Overlord Review: A Perfect Zombie Movie for the Superhero Generation

Posted on the 14 November 2018 by Weminoredinfilm.com @WeMinoredInFilm

In these increasingly divided times, there's an undeniable throwback joy to watching Nazis getting a big ole boot in the butt from Uncle Sam. Turn some of those Nazis into zombies? All the better.

That's the central pull of Overlord, the J.J. Abrams-produced, Julius Avery-directed WWII action-horror hybrid which recently debuted to stellar reviews ( 80% on RottenTomatoes) but dismal box office ("Like mother! and Annihilation, this is an artistic win but commercial miss for hard genre at Paramount," Forbes groused). I took the film in over the weekend and found it to be joyfully B-movie in spirit and A-movie in presentation. In other word, it's an unabashedly genre movie that actually has some money behind it ($38m budget, triple the size of the new Halloween), enough to convincingly recreate WWII settings and aerial battles as well as present some truly gnarly-looking zombies.

The plot: It's the night before D-Day. If American paratroopers can't successfully land behind enemy lines and destroy a key German radio tower, the next morning's invasion of the beaches of Normandy will have to contend with jammed radio signals. Only a handful of soldiers, chiefly pacifist-leaning Private Boyce (Jovan Adepo) and hardened Corporal Ford (Wyatt Russell), survive the landing, and en route to their mission they befriend a local French woman (a scene-stealing Mathilde Ollivier) and discover the horrifying truth of what the Germans are really up to.
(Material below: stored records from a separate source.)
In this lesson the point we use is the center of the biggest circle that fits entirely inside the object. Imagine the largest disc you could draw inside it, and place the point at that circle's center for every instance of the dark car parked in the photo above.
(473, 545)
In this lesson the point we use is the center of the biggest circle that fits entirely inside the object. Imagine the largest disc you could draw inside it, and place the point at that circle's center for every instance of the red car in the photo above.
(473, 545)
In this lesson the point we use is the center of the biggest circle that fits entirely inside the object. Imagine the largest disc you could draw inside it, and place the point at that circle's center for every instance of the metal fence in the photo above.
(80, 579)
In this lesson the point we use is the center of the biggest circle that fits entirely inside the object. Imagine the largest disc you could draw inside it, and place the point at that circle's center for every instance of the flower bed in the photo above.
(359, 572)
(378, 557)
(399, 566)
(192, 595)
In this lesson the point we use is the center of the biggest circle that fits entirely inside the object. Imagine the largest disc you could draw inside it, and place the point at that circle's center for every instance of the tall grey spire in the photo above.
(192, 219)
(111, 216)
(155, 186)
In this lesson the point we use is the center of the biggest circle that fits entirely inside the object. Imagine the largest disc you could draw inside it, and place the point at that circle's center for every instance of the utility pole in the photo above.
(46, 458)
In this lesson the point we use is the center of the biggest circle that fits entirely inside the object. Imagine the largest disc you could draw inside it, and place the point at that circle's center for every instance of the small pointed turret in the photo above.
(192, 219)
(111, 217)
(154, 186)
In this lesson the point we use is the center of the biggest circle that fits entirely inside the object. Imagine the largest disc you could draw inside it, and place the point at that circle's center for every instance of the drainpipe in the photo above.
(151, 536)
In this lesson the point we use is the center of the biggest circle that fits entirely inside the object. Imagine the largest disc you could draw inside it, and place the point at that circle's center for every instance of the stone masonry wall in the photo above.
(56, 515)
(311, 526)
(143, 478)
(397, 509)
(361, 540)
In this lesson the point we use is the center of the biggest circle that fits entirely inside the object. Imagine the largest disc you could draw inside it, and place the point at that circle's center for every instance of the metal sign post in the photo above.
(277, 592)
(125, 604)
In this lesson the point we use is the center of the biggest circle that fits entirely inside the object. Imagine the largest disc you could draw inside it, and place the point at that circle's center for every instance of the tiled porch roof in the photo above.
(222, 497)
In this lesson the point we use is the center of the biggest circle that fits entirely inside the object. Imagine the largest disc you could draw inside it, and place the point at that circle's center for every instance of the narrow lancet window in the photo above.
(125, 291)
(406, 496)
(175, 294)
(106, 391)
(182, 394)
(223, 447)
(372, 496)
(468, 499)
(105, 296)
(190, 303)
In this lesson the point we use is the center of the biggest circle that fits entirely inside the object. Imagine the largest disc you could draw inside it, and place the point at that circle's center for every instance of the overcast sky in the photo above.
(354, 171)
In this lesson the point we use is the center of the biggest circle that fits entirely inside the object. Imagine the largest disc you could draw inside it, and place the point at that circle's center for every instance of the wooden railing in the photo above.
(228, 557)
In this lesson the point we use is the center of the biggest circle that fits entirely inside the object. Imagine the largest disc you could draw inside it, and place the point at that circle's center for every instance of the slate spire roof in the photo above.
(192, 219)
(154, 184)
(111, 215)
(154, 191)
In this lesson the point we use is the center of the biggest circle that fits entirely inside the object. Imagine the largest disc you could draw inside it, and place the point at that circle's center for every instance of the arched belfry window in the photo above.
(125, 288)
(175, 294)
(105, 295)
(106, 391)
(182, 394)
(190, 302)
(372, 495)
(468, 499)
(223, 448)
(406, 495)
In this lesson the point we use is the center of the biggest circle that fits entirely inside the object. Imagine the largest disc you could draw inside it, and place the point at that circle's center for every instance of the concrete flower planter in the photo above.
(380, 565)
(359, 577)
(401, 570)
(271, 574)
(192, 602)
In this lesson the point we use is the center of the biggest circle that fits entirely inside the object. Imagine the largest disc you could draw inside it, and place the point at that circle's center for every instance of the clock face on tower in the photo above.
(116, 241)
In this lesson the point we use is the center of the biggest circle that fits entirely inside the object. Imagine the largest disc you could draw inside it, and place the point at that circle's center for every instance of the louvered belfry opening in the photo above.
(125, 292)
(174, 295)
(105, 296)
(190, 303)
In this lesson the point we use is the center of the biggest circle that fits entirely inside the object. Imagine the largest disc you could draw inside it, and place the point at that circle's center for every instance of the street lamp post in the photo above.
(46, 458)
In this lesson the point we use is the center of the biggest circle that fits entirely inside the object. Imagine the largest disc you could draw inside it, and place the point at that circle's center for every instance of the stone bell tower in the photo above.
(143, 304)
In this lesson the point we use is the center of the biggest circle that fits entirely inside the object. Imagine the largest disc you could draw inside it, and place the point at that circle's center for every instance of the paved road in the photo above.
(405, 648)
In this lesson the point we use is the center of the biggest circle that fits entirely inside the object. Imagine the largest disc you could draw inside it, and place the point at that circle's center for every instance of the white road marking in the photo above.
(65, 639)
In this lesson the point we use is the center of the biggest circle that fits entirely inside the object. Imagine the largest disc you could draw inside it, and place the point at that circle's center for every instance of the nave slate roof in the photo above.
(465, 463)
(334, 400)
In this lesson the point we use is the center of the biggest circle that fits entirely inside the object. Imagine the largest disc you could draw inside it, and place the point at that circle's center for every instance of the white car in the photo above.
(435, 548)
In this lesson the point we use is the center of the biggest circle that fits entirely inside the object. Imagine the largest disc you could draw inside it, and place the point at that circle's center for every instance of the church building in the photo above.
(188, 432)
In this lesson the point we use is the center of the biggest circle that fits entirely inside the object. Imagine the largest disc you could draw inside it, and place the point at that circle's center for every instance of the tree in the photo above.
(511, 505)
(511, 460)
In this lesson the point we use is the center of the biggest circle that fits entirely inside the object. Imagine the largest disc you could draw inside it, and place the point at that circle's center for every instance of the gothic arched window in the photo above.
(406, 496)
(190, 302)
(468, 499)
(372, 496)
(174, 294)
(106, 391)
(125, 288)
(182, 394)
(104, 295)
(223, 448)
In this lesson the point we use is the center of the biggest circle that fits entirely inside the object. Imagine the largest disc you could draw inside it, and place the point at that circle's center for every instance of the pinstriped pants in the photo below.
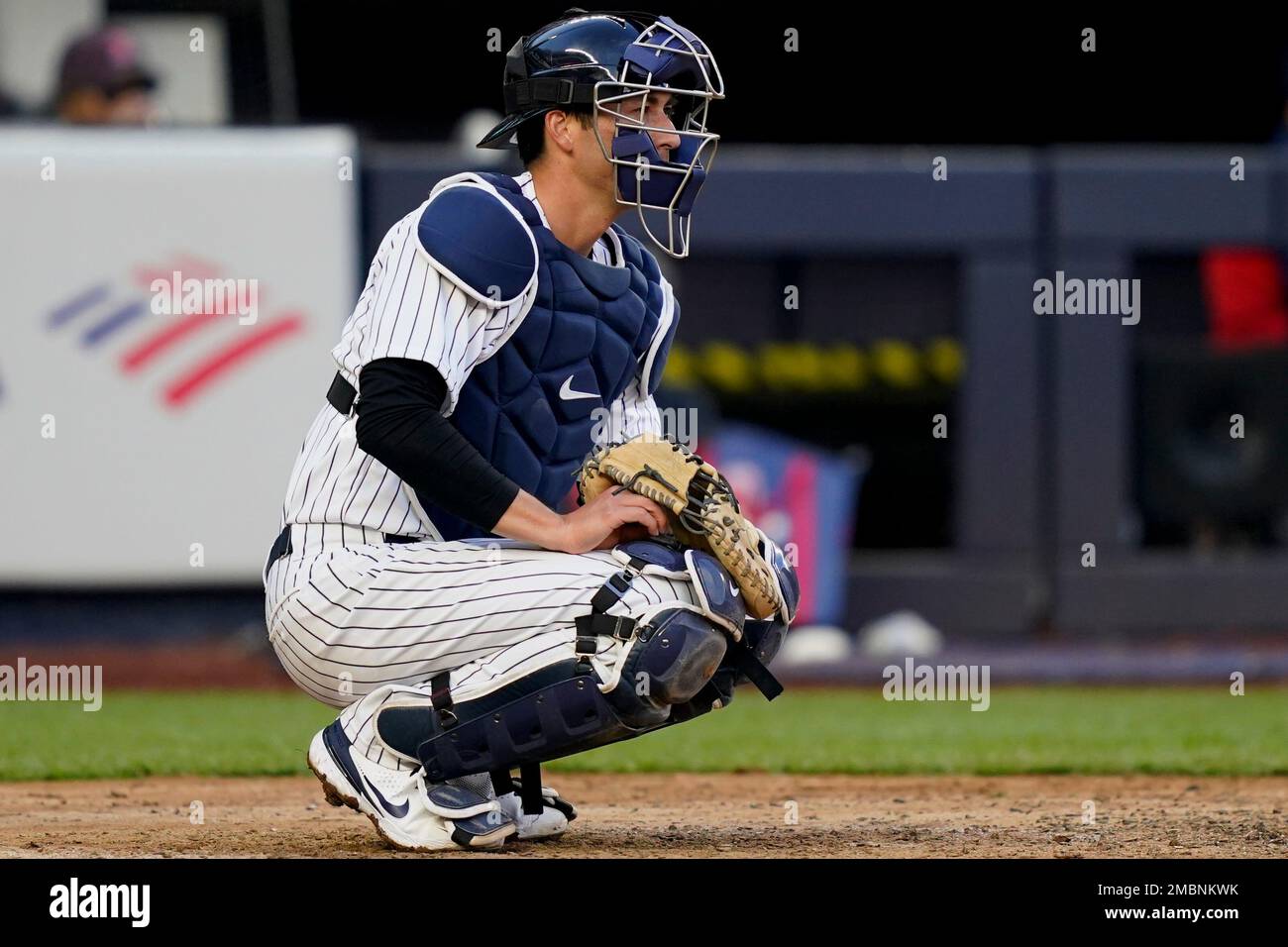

Caption: Oh, those wacky, mad German scientists - give them a dead body, and they'll give you a new soldier who is super hard to kill.

Think of it as Wolfenstein: The Movie. Or Call of Duty: Zombies: The Movie. Or, just more generally, the Nazi zombie movie.

As Ryan Turek recently argued on Shock Waves, the recent mainstreaming of horror means theaters are now running some movies which are very familiar to horror nerds, but perhaps fresh to newer converts to the genre. Last month's Hell Fest, for example,trotted out the ole reliable horror-theme-park-actually-houses-a-real-killer plot Now, Overlord does the same with the WWII Nazi strain of the zombie genre which has been in existence longer than most of the actors in the movie have even been alive (the first Wolfenstein video game came out three years before Wyatt Russell was born).

However, Overlord plays everything completely straight and never leans into any idea that audiences will know what to expect. Similar to From Dusk Till Dawn, this starts out as one kind of movie before it very abruptly shifts into something completely different. The first half, with its Saving Private Ryan-style opening relocated to the air instead of the beach, reliable ticking clock plot (we have to get to the tower before 6 AM!), and collection of characters more defined by their geographic region of origin than anything else could easily be taught in a WWII Films class, which, don't laugh, is something I actually took in college.

Then the twist happens. Adepo's Boyce, the protagonist of the piece, finds out before everyone else via a reconnaissance mission inside the secret Nazi research facility, but the look on Ford's face as he watches one of his own soldiers turn into a zombie before his own eyes is one of my favorite WTF film reactions of the year. I can't remember his actual line of dialogue in response, but it essentially amounts to: "Oh, what new hell is this?!?"

Because we're not talking Romero zombies here. We're not even talking 28 Days Later zombies, although these suckers do movie super fast. It's more like, "What if someone administered the Captain America super serum to the undead or about to be dead?" The result is a parade of feral zombies with superhuman strength and a finale which is more or less a video game boss battle against the biggest, baddest, and strongest of the all the zombies, which lends Overlord the feel of a film equally if not more indebted to superhero cinema and video games than the horror genre.

That means I never actually found Overlord to be scary, but its oddball combination of sincere WWII movie with super soldier/zombie storytelling won me over and provided a cathartic release. Sometimes, in days like these especially, it's a joy to just watch good fight evil, especially when evil has half its face torn off and a devilish glint in its eyes.

THE BOTTOM LINE

A perfect zombie movie for the superhero/video game generation.

RANDOM PARTING THOUGHT
  1. Agents of Shield's Ian de Caestecker (aka Fitz) co-stars as one of the soldiers in the makeshift unit, playing a photographer forced into combat by the deaths of those around him. He pulls off an American accent quite well.
  2. The message Overlord's financial failure sends the rest of Hollywood: producing pricy, unbranded, standalone movies continues to be a losing proposition, regardless of quality. Overlord is a better film for not having to twist itself into being part of the Cloverfield universe, but Paramount has to be looking at the box office and wishing it could have at least used the Cloverfield hook in marketing, that is unless The Cloverfield Paradox poisoned that well entirely.